Many importers have clearly taken the risk of 25 percent duties on Chinese goods and decided to sew them into their sourcing strategies, limiting their exposure to the once-dominant Chinese market, even with the imposition of those tariffs now on hold. Supply chain diversification is in full effect and the latest data from the Commerce Department’s Office of Textiles & Apparel (OTEXA) reflects it.
“People are diversifying their denim sourcing locations.
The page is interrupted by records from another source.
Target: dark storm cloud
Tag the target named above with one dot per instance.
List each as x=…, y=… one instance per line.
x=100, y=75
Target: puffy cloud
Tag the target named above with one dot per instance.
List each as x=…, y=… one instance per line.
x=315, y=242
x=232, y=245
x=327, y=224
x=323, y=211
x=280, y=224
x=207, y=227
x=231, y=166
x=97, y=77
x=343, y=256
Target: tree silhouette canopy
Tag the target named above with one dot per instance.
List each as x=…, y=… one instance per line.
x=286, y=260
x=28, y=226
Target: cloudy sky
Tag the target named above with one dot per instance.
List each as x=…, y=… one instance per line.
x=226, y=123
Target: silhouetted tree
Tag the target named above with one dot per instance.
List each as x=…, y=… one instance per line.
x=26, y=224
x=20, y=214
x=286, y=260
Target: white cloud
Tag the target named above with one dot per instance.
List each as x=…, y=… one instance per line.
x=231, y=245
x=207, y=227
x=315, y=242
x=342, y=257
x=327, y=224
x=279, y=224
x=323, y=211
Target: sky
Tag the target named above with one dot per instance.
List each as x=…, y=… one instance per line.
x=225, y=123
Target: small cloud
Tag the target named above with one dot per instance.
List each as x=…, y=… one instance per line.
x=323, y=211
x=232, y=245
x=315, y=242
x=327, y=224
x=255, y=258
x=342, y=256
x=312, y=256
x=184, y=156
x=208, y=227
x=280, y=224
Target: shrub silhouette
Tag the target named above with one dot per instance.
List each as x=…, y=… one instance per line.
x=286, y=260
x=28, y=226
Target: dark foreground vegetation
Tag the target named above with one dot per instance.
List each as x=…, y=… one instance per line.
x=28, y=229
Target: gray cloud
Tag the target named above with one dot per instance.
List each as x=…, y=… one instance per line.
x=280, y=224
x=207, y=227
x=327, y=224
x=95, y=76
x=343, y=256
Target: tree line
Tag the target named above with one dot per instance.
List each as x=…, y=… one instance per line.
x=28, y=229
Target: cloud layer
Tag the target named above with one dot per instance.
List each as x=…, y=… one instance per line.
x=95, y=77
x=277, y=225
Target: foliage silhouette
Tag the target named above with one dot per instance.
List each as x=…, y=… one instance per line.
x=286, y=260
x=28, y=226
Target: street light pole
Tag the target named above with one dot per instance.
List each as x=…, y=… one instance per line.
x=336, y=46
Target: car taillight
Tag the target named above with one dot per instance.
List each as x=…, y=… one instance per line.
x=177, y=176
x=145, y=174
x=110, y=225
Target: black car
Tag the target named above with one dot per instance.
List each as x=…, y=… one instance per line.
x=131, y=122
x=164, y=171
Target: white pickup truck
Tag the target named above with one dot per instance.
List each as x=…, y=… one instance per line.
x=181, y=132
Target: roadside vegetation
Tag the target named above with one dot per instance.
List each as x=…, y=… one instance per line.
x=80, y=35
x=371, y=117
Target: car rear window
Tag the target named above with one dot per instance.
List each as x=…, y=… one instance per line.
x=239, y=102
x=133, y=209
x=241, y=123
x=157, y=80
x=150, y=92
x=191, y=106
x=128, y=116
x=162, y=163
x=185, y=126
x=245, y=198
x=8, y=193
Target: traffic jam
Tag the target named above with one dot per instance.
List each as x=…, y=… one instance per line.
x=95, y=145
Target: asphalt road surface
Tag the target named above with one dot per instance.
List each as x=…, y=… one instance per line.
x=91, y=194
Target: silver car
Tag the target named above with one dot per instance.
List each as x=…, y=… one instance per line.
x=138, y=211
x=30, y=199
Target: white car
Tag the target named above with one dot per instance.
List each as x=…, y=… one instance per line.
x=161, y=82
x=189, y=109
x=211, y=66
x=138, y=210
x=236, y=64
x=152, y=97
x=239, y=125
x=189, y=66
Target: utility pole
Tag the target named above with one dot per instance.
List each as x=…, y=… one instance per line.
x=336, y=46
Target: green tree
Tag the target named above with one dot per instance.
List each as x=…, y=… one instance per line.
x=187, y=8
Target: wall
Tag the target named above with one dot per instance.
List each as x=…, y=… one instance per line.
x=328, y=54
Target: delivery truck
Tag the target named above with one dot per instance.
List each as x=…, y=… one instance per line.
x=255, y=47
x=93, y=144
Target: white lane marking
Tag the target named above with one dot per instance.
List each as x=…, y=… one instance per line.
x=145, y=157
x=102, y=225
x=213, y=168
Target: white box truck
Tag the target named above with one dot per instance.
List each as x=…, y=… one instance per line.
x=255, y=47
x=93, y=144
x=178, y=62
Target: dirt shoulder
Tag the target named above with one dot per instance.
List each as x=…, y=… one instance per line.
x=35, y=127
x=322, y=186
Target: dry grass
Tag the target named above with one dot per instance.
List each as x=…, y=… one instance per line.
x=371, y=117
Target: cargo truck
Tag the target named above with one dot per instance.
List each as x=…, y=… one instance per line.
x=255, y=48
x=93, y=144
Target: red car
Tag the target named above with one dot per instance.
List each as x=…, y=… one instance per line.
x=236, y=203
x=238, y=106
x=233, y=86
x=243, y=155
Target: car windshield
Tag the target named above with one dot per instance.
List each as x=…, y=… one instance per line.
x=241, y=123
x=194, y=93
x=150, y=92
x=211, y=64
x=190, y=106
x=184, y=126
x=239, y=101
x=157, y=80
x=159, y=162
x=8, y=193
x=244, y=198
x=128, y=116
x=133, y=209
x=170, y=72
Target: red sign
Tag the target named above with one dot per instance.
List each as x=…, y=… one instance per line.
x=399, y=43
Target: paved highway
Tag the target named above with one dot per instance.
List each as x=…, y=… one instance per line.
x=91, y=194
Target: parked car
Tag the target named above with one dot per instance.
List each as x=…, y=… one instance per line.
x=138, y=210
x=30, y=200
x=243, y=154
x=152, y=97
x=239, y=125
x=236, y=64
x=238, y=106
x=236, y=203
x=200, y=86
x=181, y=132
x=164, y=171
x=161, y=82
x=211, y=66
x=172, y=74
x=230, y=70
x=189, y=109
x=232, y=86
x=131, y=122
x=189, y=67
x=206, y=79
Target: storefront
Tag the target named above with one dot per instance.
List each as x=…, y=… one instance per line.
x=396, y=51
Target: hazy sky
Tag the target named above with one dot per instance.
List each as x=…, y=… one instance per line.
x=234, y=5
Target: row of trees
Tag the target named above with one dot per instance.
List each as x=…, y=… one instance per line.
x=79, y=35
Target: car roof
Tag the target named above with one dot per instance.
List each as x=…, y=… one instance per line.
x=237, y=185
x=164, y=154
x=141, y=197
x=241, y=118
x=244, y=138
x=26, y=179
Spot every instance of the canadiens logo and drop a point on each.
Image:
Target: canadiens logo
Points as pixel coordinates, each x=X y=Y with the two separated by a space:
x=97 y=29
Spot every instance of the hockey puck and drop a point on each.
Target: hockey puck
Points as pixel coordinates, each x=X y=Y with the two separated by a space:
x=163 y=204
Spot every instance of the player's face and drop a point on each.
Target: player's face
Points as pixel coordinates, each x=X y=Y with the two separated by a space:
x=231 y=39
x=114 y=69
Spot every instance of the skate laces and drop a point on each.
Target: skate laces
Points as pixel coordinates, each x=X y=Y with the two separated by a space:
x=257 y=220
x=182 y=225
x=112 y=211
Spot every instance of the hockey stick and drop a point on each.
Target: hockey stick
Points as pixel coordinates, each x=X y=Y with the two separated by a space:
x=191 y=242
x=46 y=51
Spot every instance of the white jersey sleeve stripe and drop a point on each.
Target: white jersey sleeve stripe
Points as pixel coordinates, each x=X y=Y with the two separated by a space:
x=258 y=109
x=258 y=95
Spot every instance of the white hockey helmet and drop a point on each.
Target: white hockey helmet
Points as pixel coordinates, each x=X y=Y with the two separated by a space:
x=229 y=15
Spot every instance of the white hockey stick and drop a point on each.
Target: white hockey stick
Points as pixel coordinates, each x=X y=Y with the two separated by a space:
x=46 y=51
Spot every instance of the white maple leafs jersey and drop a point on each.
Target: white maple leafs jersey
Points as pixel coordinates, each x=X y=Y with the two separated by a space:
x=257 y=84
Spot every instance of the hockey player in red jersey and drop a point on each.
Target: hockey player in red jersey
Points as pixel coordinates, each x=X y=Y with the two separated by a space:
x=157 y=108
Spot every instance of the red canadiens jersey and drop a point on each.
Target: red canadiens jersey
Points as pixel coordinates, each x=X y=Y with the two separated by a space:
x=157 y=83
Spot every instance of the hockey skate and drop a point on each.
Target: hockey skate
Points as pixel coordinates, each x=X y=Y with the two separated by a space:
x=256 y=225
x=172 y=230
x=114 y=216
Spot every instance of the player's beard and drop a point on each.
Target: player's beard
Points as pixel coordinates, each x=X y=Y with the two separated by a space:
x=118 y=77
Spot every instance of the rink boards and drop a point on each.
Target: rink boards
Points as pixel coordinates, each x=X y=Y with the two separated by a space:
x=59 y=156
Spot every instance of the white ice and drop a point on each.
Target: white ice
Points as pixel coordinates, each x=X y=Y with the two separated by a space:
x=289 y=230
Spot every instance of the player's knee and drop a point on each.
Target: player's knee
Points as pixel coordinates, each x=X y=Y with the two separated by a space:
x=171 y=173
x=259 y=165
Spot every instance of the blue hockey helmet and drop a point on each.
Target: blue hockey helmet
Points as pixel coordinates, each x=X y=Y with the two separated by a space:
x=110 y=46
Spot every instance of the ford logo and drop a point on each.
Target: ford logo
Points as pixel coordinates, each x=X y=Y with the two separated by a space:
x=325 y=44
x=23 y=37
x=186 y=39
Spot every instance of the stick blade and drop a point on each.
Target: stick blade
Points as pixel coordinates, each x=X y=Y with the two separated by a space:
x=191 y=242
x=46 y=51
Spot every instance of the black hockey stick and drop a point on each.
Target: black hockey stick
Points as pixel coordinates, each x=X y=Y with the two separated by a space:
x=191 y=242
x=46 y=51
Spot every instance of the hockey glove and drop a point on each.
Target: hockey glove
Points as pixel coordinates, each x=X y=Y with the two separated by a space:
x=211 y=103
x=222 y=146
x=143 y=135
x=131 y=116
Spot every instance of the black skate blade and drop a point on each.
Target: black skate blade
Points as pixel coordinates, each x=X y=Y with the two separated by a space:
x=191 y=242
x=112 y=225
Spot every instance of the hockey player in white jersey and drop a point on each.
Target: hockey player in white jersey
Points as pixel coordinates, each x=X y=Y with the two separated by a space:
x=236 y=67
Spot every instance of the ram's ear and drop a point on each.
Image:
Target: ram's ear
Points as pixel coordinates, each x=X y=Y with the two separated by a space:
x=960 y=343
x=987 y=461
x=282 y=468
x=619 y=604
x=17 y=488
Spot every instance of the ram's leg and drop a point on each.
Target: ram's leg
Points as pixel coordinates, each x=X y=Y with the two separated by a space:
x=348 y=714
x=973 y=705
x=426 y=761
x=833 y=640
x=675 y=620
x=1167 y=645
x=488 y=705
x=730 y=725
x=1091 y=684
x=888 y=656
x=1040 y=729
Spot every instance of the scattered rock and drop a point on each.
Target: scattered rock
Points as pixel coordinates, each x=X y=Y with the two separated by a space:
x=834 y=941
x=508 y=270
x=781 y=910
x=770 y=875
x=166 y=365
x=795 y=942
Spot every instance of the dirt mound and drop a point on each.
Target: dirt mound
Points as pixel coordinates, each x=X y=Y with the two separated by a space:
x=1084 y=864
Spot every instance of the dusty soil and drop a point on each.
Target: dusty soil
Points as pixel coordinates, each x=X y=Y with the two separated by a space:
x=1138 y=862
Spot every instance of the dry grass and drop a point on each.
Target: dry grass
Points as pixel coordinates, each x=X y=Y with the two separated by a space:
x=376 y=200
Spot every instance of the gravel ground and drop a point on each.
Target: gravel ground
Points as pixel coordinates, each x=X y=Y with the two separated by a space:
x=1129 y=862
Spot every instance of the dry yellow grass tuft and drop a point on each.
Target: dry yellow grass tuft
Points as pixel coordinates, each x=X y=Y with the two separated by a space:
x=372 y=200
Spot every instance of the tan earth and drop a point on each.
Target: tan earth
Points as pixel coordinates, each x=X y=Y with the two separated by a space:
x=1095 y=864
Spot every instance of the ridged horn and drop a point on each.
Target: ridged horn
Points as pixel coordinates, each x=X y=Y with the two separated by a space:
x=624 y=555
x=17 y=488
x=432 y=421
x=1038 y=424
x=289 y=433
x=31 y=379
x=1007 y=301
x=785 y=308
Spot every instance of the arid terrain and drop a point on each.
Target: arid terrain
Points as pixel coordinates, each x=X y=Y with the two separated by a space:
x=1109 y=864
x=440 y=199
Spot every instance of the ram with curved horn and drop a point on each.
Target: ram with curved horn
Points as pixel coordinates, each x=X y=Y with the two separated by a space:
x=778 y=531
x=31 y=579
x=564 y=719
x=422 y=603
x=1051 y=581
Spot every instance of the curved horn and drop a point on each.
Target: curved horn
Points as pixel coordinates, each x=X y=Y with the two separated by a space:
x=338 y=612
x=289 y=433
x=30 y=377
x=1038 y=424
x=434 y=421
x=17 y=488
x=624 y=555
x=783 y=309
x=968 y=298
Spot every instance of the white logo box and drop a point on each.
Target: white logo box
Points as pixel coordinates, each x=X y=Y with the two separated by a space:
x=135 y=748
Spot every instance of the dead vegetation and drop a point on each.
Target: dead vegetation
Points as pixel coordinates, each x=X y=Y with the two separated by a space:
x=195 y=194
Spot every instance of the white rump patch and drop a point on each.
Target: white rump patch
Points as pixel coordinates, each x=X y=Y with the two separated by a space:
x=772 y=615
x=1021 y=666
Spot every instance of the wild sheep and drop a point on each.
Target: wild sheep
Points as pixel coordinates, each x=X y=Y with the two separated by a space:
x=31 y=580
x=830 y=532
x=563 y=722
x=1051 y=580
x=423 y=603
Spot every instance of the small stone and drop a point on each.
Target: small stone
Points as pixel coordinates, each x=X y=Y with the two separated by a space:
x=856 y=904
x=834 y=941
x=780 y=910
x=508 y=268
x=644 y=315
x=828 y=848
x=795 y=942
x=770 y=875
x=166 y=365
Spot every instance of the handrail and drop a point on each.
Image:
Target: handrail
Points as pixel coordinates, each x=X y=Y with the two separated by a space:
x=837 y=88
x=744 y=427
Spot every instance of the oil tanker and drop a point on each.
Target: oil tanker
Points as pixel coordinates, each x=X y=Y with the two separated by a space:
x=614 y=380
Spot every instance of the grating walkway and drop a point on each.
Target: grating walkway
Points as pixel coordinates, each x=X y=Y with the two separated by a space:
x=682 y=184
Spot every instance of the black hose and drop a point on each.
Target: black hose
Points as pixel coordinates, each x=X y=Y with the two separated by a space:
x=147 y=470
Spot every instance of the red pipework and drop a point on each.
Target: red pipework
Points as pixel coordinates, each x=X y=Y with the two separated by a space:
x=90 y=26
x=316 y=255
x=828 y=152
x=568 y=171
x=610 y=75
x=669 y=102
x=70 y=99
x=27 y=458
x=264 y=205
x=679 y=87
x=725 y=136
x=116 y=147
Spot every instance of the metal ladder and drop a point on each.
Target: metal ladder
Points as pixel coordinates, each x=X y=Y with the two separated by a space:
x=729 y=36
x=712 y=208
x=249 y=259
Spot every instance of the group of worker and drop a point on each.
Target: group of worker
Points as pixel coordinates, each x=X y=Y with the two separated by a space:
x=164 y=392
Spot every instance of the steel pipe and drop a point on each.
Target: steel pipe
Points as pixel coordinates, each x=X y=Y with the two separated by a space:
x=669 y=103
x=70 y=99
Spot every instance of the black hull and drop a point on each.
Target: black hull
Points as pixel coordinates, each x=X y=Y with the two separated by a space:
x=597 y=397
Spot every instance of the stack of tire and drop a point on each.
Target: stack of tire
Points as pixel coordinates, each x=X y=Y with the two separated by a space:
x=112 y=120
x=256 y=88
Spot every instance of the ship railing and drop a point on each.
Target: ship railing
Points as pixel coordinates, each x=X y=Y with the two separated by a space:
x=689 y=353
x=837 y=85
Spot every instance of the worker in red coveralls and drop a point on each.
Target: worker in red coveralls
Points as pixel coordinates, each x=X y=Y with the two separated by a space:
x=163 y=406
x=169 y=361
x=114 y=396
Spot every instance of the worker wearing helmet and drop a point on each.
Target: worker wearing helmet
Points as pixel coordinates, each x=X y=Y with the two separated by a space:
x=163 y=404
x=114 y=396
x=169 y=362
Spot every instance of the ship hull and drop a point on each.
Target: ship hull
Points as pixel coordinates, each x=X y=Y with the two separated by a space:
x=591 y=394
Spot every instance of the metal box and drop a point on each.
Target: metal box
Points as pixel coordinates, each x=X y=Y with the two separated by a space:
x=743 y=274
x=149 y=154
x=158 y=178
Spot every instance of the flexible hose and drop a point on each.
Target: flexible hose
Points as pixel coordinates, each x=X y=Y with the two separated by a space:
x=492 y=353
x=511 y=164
Some people are getting out of China and some people are staying in China,” Robert Antoshak, managing director at Olah Inc., said. “There is definitely confusion in the marketplace.”
The swing in production is most evident among the top suppliers of blue denim apparel, 97 percent of which are jeans. Denim apparel imports from China dropped 5.16 percent in value to $287.49 million in the year through May, compared to the same period in 2018. This brought China’s market share for jeans imports down 1.77 percent to 23.35 percent for the year.
The next four top suppliers all gained ground on China in the 12-month period, according to OTEXA.
In the second place spot, Mexico, which has had its own round of tariff threats from the White House, though they seem to have subsided for now, saw its jeans imports increase 17.61 percent in the first five months of the year to reach $332.43 million in value. Mexico’s market share rose 11.55 percent to 21.98 percent for the year.
Denim apparel imports from third-place supplier, Bangladesh, were up 6.26 percent year to date to $183.42 million, as the country’s market share advanced 7.61 percent to 14.62 percent. Vietnam’s jeans shipments to the U.S. jumped 35 percent to $105.07 million in the first five months of the year, compared to the year-ago period. This lifted Vietnam’s market share 40.49 percent to 8.2 percent.
Rounding out the top five was Pakistan, with its shipments to the U.S. increasing 10.58 percent to $95.37 million. Pakistan’s market share was up 11.87 percent in the 12 months to 6.48 percent.
“There’s no doubt that the trade war between the U.S. and China has resulted in production being spread out across Asia and being a Pakistan manufacturer, we have benefited,” Ebru Ozaydin, senior vice president of sales and marketing at Artistic Milliners, said at last month’s Kingpins New York show.
The Western Hemisphere, led by Mexico, Nicaragua and Guatemala, continued to increase its denim production, too.
Imports from the region rose 14.83 percent year to date through May to $414.07 million. This gave the Western Hemisphere a 27.64 percent market share, with a 10.4 percent gain for the year.